The Tuileries—Place de la Concorde—The Egyptian Obelisk—Palais Royal—Residence of Robespierre—A Visit to the Room in which Charlotte Corday killed Marat—Church de Notre Dame—Palais de Justice—Hotel des Invalids—National Assembly—The Elysee.
Paris, August 28.
Yesterday morning I started at an early hour for the Palace of the Tuileries. A show of my card of membership of the Congress (which had carried me through so many of the public buildings) was enough to gain me immediate admission. The attack of the mob on the palace, on the 20th of June, 1792, the massacre of the Swiss guard on the 10th of August of the same year,
the attack by the people in July 1830, together with the recent flight of king Louis Philippe and family, made me anxious to visit the old pile.
We were taken from room to room, until the entire building had been inspected. In front of the Tuileries, are a most magnificent garden and grounds. These were all laid out by Louis XIV., and are left nearly as they were during that monarch's reign. Above fifty acres surrounded by an iron rail fence, fronts the Place de la Concorde, and affords a place of promenade for the Parisians. I walked the pleasing grounds, and saw hundreds of well dressed persons walking under the shade of the great chestnuts, or sitting on chairs which were kept to let at two sous a piece. Near by is the Place de Carrousel, noted for its historical remembrances. Many incidents connected with the several revolutions occurred here, and it is pointed out as the place where Napoleon reviewed that formidable army of his before its departure for Russia.

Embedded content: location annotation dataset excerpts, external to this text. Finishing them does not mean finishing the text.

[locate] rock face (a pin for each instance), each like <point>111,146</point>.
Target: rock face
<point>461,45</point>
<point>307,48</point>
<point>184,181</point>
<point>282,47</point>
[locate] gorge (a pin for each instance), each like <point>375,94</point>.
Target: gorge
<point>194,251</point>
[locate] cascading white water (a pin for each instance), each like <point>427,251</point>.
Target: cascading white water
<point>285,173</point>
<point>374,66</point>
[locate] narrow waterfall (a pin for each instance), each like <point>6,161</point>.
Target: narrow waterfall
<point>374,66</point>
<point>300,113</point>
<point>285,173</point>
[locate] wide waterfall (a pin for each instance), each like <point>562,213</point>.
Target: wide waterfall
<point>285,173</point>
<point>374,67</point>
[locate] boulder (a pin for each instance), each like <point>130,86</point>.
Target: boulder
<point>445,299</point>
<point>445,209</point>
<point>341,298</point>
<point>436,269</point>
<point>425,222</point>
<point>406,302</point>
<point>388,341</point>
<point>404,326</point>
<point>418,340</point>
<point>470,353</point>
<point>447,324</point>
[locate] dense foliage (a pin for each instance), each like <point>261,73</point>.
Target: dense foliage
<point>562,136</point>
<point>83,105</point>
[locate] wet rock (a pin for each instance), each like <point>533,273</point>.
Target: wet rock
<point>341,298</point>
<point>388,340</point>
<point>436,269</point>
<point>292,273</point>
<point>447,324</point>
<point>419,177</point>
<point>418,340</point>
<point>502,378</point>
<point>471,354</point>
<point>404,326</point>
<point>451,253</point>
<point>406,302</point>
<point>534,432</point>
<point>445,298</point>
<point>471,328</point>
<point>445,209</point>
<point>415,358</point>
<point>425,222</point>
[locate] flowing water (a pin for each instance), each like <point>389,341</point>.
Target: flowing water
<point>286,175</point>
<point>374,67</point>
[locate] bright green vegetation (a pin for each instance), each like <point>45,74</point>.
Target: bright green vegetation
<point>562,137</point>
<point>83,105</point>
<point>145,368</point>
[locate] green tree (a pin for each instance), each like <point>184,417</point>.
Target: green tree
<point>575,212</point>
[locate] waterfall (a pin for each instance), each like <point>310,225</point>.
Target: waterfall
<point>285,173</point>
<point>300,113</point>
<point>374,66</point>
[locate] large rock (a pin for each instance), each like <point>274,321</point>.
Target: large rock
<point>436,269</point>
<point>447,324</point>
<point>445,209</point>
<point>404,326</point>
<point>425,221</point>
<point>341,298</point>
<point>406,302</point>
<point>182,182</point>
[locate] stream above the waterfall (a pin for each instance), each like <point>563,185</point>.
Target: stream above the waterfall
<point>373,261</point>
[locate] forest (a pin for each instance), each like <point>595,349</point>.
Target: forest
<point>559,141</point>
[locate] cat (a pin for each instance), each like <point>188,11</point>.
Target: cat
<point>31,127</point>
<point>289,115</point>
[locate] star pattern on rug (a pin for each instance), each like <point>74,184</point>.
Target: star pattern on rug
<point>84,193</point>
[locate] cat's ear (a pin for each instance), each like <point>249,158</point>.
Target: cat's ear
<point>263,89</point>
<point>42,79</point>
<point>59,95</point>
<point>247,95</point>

From the Tuileries, I took a stroll through the Place de la Concorde, which has connected with it so many acts of cruelty, that it made me shudder
as I passed over its grounds. As if to take from one's mind the old associations of this place, the French have erected on it, or rather given a place to, the celebrated obelisk of Luxor, which now is the chief attraction on the grounds. The obelisk was brought from Egypt at an enormous expense; for which purpose a ship was built, and several hundred men employed above three years in its removal. It is formed of the finest red syenite, and covered on each side with three lines of hieroglyphic inscriptions, commemorative of Sesostris—the middle lines being the most deeply cut and most carefully finished; and the characters altogether number more than 1600. The obelisk is of a single stone, is 72 feet in height, weighs 500,000 lbs., and stands on a block of granite that weighs 250,000 lbs. He who can read Latin will see that the monument tells its own story, but to me its characters were all blank.
It would be tedious to follow the history of this old and venerated stone, which was taken from the quarry 1550 years before the birth of Christ; placed in Thebes; its removal; the journey to
the Nile, and down the Nile; thence to Cherbourg, and lastly its arrival in Paris on the 23d of December, 1833—just one year before I escaped from slavery. The obelisk was raised on the spot where it now stands, on the 25th of October, 1836, in the presence of Louis Philippe and amid the greetings of 160,000 persons.
Having missed my dinner, I crossed over to the Palais Royal, to a dining saloon, and can assure you that a better dinner may be had there for five francs, than can be got in New York for twice that sum, and especially if the person who wants the dinner is a coloured man. I found no prejudice against my complexion in the Palais Royal.